Kaiyi Liu developed and enhanced CI/CD workflows and monitoring solutions for the sustainable-computing-io/kepler-metal-ci and kepler repositories. Over two months, Kaiyi delivered an end-to-end AWS EC2 runner management system, integrated Prometheus-based observability, and stabilized CI environments using Ansible and Shell scripting. In kepler, Kaiyi built an Energy Usage Dashboard to visualize node-level power metrics, leveraging Go and Python for backend development and data visualization. The work included standardizing training log management, improving artifact traceability, and fixing CI workflows for external contributions. These contributions demonstrate depth in cloud automation, system monitoring, and robust testing practices across complex DevOps pipelines.

In May 2025, delivered the Energy Usage Dashboard in sustainable-computing-io/kepler to visualize node-level power metrics across energy zones and instances, including historical, total, average, and current Watts. Fixed the CI workflow to correctly fetch the head commit from forked PRs, enabling accurate dependency analysis for external contributions. Added tests for the node power metrics dashboard to improve reliability and prevent regressions. These changes enhance data-driven energy optimization capabilities and strengthen external contribution workflows, with measurable improvements in monitoring, quality assurance, and security posture.
In May 2025, delivered the Energy Usage Dashboard in sustainable-computing-io/kepler to visualize node-level power metrics across energy zones and instances, including historical, total, average, and current Watts. Fixed the CI workflow to correctly fetch the head commit from forked PRs, enabling accurate dependency analysis for external contributions. Added tests for the node power metrics dashboard to improve reliability and prevent regressions. These changes enhance data-driven energy optimization capabilities and strengthen external contribution workflows, with measurable improvements in monitoring, quality assurance, and security posture.
November 2024 performance highlights for sustainable-computing-io/kepler-metal-ci. Delivered end-to-end CI/CD improvements across AWS runners, observability, training log management, and CI stability. Implementations included reusable AWS EC2 runner workflows with key-name authentication, Prometheus-based monitoring enhancements, standardized training log naming and dated archival, and CI environment stability fixes. Additionally, AWS-trained model artifacts were reorganized under a dedicated train-validate-e2e-aws path to improve artifact traceability and provider separation.
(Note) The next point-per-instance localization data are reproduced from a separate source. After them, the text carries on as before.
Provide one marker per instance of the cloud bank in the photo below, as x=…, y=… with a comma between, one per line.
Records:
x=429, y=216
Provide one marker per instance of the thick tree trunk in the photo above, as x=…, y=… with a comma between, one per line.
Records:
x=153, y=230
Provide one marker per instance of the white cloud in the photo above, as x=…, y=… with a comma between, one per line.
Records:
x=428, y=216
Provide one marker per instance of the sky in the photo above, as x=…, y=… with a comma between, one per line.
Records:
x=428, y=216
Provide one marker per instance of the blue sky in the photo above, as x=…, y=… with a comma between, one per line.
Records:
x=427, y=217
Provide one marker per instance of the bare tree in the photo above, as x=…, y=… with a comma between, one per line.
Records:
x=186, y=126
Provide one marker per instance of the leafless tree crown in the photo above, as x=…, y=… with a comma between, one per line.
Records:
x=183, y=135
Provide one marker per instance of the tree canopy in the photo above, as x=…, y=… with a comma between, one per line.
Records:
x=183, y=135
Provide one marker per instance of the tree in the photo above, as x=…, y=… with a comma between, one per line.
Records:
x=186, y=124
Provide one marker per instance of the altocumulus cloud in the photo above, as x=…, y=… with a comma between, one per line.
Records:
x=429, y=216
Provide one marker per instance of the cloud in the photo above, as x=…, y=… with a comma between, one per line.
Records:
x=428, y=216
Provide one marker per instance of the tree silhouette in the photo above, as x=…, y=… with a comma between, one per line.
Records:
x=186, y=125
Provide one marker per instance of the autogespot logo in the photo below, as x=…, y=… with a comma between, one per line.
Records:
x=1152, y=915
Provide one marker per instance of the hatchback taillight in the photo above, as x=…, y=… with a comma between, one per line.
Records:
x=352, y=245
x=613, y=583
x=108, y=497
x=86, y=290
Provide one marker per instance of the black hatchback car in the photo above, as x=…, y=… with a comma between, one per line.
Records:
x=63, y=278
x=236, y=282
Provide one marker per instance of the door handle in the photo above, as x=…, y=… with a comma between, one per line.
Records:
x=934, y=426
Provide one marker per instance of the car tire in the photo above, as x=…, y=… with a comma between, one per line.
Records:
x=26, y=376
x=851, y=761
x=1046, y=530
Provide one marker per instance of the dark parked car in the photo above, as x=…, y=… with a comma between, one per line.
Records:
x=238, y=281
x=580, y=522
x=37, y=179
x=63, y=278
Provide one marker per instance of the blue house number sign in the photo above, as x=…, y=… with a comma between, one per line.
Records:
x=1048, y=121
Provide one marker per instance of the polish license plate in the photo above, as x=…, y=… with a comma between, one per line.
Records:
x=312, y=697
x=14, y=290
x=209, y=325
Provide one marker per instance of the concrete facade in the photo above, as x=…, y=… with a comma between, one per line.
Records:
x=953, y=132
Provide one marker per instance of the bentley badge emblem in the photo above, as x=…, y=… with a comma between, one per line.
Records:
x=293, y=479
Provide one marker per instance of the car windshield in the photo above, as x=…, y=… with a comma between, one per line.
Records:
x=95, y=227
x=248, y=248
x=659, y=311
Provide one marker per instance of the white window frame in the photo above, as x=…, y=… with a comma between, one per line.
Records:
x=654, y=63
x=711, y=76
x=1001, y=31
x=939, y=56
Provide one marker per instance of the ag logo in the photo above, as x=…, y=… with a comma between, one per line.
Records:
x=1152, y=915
November 2024 performance highlights for sustainable-computing-io/kepler-metal-ci. Delivered end-to-end CI/CD improvements across AWS runners, observability, training log management, and CI stability. Implementations included reusable AWS EC2 runner workflows with key-name authentication, Prometheus-based monitoring enhancements, standardized training log naming and dated archival, and CI environment stability fixes. Additionally, AWS-trained model artifacts were reorganized under a dedicated train-validate-e2e-aws path to improve artifact traceability and provider separation.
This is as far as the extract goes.